Using the Number Object
The best approach is to use the Number object, in a non-constructor context (without the new keyword):
const count = Number('1234') //1234
This takes care of the decimals as well.
Number is a wrapper object that can perform many operations. If we use the constructor (new Number("1234")) it returns us a Number object instead of a number value, so pay attention.

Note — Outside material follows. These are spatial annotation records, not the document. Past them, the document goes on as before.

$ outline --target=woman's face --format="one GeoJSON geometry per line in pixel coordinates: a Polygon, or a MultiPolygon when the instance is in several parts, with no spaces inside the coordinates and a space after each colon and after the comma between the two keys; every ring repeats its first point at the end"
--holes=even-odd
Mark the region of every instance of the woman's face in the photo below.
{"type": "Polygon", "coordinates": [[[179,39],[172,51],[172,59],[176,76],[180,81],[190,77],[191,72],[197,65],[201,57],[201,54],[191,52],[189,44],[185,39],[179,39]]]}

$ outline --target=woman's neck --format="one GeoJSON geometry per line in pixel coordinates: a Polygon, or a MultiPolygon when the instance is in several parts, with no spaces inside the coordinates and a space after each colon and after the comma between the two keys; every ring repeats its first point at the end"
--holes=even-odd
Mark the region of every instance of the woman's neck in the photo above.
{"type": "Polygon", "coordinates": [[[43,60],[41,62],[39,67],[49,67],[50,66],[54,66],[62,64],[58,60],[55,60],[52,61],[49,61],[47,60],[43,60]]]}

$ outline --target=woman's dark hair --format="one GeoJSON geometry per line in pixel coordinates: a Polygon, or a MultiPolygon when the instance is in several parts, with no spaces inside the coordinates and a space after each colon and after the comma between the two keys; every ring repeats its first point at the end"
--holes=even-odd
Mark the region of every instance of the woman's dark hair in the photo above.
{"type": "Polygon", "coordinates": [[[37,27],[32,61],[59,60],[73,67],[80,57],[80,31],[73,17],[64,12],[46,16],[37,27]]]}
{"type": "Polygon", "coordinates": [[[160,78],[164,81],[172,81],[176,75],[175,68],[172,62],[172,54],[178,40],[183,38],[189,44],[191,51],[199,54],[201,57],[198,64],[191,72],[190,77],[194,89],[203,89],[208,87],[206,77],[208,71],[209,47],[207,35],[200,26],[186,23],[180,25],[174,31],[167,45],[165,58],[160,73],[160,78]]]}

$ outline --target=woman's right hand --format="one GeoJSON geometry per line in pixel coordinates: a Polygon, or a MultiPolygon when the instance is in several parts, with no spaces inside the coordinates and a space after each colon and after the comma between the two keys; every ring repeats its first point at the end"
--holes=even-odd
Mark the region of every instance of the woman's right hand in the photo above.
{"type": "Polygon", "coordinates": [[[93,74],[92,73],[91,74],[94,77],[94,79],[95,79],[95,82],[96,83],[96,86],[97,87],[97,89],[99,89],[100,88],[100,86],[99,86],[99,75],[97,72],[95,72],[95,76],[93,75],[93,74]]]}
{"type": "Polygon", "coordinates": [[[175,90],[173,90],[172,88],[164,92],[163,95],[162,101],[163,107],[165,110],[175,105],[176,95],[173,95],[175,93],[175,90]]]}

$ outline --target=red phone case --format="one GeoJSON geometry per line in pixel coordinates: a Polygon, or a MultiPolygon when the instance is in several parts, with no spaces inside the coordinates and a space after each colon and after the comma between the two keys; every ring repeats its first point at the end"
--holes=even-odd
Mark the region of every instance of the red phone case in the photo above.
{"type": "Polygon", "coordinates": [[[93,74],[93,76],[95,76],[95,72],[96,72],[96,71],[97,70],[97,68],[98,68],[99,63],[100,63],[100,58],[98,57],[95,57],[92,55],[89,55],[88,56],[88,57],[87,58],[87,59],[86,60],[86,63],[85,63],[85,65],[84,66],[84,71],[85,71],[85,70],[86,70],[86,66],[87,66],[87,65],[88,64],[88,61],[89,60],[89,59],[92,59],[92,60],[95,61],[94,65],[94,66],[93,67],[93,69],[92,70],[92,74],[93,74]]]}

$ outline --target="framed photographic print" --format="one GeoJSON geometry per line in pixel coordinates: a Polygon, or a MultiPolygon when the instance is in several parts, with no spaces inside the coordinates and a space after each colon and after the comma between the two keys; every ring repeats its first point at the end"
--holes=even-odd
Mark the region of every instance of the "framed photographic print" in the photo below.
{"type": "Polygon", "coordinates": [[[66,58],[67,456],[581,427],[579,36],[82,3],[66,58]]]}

Watch out for separators between digits:
Number('10,000') //NaN
Number('10.00') //10
Number('10000') //10000
In the case you need to parse a string with decimal separators, use Intl.NumberFormat instead.
Number.parseInt()
Parses the argument as an integer number and returns it:
Number.parseInt('10') //10
Number.parseInt('10.00') //10
Number.parseInt('237,21') //237
Number.parseInt('237.21') //237
Number.parseInt('12 34 56') //12
Number.parseInt(' 36 ') //36
Number.parseInt('36 is my age') //36
Number.parseInt() is pretty flexible. It can also convert strings with words, extracting the first number, but the string must start with a number:
Number.parseInt('I am Flavio and I am 36') //NaN
You can add a second parameter to specify the radix. Radix 10 is default but you can use octal or hexadecimal number conversions too:
Number.parseInt('10', 10) //10
Number.parseInt('010') //10
Number.parseInt('010', 8) //8
Number.parseInt('10', 8) //8
Number.parseInt('10', 16) //16
Number.parseFloat()
Parses the argument as a float number and returns it. The argument is a string:
Number.parseFloat('10') //10
Number.parseFloat('10.00') //10
Number.parseFloat('237,21') //237
Number.parseFloat('237.21') //237.21
Number.parseFloat('12 34 56') //12
Number.parseFloat(' 36 ') //36
Number.parseFloat('36 is my age') //36
Number.parseFloat('-10') //-10
Number.parseFloat('-10.2') //-10.2
Number.parseFloat() is pretty flexible. It can also convert strings with words, extracting the first number, but the string must start with a number:
Number.parseFloat('I am Flavio and I am 36') //NaN
It only handles radix 10 numbers.
Using the Unary + Operator
One “trick” is to use the unary operator + before the string:
+'10,000' //NaN ✅
+'10.000' //10 ✅
+'10.00' //10 ✅
+'10.20' //10.2 ✅
+'10.81' //10.81 ✅
+'10000' //10000 ✅
See how it returns NaN in the first example, which is the correct behavior: it’s not a number.
Using Math.floor()
Similar to the + unary operator, but returns the integer part, is to use Math.floor():
Math.floor('10,000') //NaN ✅
Math.floor('10.000') //10 ✅
Math.floor('10.00') //10 ✅
Math.floor('10.20') //10 ✅
Math.floor('10.81') //10 ✅
Math.floor('10000') //10000 ✅
Using * 1
Generally one of the fastest options, behaves like the + unary operator, so it does not perform conversion to an integer if the number is a float.
'10,000' * 1 //NaN ✅
'10.000' * 1 //10 ✅
'10.00' * 1 //10 ✅
'10.20' * 1 //10.2 ✅
'10.81' * 1 //10.81 ✅
'10000' * 1 //10000 ✅
Performance
Every one of these methods has a different performance on different environments, as it all depends on the implementation. In general, * 1 is often the winner performance-wise, being up to 10x faster than other alternatives.